Z opinii prawnej sporządzonej na zlecenie Fundacji Rozwoju Obrotu Bezgotówkowego wynika, że dla nowych umów zawartych po 1 stycznia 2014 czyli np. przy rozwiązaniu umowy oraz podpisaniu analogicznej nawet z tym samym agentem rozliczeniowym powinna obowiązywać 0,5 proc. stawka interchange (główny składnik opłaty jaką ponoszą punkty usługowo - handlowe za przyjmowanie płatności kartą).
To oznacza inne niż powszechne podejście do uchwalonej w ubiegłym roku ustawy obniżającej interchange, bo uczestnicy rynku interpretowali 6 miesięczny okres przejściowy w taki sposób, że spadek interchange musi nastąpić dopiero w połowie 2014 roku.
„.....tym niemniej ratio legis uchwalenia art. 2 ma za zadanie chronić tylko określone prawa nabyte, wynikające z umów już zawartych, i tylko wobec tych podmiotów, którzy prowadzili działalność gospodarczą przed 1 stycznia 2014 r.
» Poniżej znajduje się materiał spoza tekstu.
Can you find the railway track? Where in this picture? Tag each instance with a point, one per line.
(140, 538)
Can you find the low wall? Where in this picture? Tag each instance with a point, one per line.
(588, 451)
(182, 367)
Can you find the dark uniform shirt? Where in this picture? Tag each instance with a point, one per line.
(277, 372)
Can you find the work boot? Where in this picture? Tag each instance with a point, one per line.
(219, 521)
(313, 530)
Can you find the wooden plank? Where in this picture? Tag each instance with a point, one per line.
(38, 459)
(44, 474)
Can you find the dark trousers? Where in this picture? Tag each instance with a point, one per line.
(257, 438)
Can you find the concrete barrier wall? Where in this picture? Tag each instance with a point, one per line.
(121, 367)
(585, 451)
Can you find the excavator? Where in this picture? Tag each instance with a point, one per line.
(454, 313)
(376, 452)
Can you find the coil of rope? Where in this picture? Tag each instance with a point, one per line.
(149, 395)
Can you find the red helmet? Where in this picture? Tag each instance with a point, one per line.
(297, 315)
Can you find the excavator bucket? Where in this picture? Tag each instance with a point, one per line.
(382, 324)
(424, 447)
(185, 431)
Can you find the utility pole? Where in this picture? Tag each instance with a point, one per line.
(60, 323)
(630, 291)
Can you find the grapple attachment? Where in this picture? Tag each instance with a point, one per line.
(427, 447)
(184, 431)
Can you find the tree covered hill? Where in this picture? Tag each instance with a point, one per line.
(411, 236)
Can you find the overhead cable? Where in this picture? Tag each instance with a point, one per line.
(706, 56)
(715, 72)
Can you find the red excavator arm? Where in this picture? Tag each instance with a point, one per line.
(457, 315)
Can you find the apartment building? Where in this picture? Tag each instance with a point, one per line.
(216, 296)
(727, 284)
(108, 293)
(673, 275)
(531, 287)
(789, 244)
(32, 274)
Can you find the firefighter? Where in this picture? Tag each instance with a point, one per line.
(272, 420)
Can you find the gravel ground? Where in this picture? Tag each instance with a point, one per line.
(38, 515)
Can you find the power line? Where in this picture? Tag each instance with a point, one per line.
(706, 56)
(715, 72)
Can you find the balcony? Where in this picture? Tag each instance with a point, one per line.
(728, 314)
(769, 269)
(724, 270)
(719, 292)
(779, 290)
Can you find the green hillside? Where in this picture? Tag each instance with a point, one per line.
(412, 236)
Tym samym, uwzględniając brzmienie przepisu art. 2 Ustawy Nowelizującej oraz rolę tego przepisu nakierowaną wyłącznie na ochronę praw już nabytych (wykładnia celowościowa i systemowa), należy stwierdzić, że wprowadzony tym przepisem okres przejściowy nie znajdzie zastosowania do umów zawieranych po 1 stycznia 2014 r. przez działających przed 1 stycznia 2014 r. agentów rozliczeniowych, wydawców kart płatniczych oraz organizacji kartowych. Na rzecz powyższej wykładni wskazuje również wyrażony w uzasadnieniu Projektu cel wprowadzenia przepisów przejściowych w stosowaniu do znowelizowanych przepisów Ustawy (cel ten nazwano mianem „ochrona interesów w toku"; por. s. 15 in fine oraz s. 16 uzasadnienia Projektu, druk sejmowy 1214)" – napisano w opinii prawnej.
Interchange jest głównym składnikiem opłaty akceptanta, choć w jej skład wchodzą także inne jak opłaty procesingowe.
- To oznacza, że każdy nowy akceptant, który podpisał umowę w 2014 roku lub podpisze w najbliższych pięciu miesiącach nie powinien otrzymać oferty wyższej niż 0,7 proc. - 0,8 proc. wartości transakcji – mówi Robert Łaniewski, prezes FROB.